On a high level, our love affair with data-based decision making excludes us from any growth opportunities that require breaking from the norm, or bending the rules. It sacrifices our independence of thought in favor of hard numbers, thereby compromising our integrity.

But on a more basic level, our all-in data approach has created a new class of professionals. A class that is as stuck in the mud as Joe Pesci was in My Cousin Vinny.

You see, it’s relatively easy to analyze data that’s already there. Assuming one has a certain level of specialization, it’s even a secure area to work in.

But this type of occupation doesn’t provide a great opportunity for growth. There’s no need to go beyond the numbers. After all, no one’s looking for us to do that.

***

We were meant for something greater. We weren’t meant to be analysts. We were meant to be innovators.

And while the world at large seems to be pulling in the other direction, we don’t have to follow suit.

We have more to contribute than the digits on our spreadsheets and the colored arrows on our charts.
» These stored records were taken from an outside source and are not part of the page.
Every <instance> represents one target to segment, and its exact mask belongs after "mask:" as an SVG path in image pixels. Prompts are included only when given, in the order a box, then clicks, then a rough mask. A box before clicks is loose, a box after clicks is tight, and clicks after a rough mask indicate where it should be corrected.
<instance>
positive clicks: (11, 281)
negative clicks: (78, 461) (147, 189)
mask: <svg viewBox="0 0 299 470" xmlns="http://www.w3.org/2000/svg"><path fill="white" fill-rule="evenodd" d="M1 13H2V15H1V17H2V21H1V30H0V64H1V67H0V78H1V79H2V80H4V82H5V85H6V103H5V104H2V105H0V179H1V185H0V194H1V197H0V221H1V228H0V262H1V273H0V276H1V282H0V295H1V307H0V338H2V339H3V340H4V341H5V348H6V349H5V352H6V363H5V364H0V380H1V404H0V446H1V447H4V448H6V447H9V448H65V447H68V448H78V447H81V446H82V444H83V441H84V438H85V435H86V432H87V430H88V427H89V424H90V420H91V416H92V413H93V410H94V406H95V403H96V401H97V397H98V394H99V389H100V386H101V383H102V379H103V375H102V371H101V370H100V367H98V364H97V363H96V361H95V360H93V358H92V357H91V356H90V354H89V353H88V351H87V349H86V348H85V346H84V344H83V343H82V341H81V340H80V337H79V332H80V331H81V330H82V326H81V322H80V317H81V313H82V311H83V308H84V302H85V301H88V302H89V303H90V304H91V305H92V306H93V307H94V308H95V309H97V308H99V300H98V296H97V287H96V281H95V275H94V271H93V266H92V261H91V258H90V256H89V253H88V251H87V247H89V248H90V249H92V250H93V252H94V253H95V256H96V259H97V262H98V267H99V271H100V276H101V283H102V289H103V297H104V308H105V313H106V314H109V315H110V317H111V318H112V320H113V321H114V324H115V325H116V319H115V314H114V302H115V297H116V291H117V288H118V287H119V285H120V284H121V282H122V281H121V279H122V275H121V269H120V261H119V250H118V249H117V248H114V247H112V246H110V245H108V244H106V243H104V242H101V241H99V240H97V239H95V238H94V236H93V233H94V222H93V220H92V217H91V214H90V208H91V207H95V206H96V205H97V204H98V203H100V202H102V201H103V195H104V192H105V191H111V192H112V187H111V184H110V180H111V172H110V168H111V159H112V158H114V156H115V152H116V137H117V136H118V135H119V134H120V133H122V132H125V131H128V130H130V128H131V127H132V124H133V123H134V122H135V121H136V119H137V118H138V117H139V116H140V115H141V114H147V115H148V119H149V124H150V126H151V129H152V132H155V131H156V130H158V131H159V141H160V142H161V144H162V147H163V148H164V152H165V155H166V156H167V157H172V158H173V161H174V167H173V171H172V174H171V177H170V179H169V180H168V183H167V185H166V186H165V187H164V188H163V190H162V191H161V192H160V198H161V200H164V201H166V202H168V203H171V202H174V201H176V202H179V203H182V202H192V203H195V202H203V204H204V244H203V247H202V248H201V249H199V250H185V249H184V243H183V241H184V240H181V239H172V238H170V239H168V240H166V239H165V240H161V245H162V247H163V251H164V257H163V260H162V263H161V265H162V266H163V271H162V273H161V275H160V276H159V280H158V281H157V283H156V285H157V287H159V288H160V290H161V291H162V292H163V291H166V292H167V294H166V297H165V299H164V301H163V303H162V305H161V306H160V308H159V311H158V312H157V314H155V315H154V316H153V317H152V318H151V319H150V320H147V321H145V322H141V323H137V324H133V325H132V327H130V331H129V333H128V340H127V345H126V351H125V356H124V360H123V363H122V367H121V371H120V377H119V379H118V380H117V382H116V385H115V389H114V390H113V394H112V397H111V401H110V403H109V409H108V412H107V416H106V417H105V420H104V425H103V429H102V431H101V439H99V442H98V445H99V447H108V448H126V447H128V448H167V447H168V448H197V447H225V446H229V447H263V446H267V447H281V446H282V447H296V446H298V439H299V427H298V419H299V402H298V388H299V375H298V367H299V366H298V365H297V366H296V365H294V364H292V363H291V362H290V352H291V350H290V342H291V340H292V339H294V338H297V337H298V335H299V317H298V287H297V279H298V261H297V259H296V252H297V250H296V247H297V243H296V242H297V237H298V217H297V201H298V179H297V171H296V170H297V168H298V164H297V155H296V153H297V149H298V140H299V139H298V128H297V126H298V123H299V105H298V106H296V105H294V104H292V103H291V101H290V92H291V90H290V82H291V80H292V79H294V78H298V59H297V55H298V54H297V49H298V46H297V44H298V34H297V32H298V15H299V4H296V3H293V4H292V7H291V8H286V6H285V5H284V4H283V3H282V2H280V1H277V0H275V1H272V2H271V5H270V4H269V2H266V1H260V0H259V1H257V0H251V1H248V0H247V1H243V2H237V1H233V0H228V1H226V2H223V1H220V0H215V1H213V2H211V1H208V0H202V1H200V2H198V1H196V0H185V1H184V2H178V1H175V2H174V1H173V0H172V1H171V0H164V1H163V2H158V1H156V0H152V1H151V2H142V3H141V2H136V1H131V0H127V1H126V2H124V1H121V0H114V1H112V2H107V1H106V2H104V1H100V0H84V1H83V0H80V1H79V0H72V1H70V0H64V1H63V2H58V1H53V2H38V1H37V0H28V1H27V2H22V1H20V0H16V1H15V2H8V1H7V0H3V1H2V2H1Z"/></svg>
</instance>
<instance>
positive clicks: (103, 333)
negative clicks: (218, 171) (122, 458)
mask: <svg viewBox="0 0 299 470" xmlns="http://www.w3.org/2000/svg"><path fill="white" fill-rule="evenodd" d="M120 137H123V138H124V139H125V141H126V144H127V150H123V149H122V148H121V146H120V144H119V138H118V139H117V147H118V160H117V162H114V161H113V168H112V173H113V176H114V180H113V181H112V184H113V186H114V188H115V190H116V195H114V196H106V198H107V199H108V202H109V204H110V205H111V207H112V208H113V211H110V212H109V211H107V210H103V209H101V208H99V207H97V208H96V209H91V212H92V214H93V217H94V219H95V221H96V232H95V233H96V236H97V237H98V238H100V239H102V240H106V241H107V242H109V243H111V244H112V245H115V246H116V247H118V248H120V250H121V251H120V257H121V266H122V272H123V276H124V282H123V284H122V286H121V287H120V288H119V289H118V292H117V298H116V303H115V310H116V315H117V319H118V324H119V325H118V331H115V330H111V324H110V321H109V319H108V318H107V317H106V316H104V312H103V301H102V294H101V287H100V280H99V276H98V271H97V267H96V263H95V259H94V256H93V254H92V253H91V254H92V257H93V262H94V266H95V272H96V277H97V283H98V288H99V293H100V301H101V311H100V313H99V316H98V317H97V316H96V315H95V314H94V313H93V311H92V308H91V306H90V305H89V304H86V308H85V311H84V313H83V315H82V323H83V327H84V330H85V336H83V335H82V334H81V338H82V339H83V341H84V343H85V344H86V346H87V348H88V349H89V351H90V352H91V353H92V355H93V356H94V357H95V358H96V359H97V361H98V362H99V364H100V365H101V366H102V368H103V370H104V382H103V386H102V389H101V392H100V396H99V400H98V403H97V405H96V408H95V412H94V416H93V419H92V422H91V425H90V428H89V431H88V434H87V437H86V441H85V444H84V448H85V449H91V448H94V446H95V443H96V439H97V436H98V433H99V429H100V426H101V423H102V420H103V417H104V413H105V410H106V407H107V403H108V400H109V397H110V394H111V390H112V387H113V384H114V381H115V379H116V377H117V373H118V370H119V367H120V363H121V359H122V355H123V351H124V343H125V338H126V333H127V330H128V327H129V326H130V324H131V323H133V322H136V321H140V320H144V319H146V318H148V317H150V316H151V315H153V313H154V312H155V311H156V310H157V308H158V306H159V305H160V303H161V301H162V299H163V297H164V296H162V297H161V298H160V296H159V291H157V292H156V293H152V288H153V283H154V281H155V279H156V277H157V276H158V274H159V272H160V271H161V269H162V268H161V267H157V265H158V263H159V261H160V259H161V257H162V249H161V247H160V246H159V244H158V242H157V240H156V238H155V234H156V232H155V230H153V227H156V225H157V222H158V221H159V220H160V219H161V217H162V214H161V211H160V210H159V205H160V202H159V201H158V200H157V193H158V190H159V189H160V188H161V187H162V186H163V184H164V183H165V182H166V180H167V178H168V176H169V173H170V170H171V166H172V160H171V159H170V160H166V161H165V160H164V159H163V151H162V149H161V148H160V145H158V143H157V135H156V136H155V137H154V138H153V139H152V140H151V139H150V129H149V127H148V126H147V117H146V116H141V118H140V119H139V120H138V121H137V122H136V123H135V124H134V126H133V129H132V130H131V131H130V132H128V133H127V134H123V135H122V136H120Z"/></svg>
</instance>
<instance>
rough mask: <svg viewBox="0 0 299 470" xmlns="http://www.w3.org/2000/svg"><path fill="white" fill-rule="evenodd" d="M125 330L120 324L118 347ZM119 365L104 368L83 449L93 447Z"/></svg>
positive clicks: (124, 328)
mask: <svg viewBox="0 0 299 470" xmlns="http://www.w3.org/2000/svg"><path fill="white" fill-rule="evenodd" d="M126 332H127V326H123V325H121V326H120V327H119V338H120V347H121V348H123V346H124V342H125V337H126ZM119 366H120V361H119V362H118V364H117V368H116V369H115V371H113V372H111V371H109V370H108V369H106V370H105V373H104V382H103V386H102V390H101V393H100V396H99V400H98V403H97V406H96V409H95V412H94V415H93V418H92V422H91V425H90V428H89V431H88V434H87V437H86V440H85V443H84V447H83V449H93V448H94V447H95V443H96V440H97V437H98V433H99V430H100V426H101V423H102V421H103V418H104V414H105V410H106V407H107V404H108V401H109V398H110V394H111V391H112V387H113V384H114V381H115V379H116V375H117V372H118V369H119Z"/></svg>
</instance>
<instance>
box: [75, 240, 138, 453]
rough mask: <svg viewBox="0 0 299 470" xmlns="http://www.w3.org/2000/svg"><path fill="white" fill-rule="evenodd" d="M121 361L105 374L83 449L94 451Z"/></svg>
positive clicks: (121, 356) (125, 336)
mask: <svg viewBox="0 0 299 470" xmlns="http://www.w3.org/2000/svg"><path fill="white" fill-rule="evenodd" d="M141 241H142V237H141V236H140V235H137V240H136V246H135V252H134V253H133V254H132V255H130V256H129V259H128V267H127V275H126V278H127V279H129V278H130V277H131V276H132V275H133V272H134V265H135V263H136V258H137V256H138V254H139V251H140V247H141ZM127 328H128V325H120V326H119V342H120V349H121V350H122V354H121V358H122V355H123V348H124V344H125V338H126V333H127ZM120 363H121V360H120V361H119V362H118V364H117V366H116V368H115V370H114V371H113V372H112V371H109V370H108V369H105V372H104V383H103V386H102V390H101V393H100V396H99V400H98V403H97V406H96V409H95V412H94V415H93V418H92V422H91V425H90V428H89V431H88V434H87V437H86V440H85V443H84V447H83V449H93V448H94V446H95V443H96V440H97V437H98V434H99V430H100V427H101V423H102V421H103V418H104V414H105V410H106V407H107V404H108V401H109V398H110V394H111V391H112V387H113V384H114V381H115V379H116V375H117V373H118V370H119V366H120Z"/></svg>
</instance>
There are untold stories behind those trends and totals. Stories that tie the often-unpredictable course of human psychology to the concrete data we cultivate like corn on a Nebraska field.

We must tell those stories to tie everything together. We must tell these stories to forge a new way forward for a society that has doubled down on a solitary variable. We must tell these stories to lead.

This process might seem uncomfortable. Unsafe even.

That’s OK. Innovators never take the well-worn path.

But regardless of our apprehension, we owe it to ourselves to explore our true potential. We owe it to humanity to take that leap. We owe it to our future to make the right choice.

Analyst or innovator?

The answer should be clear.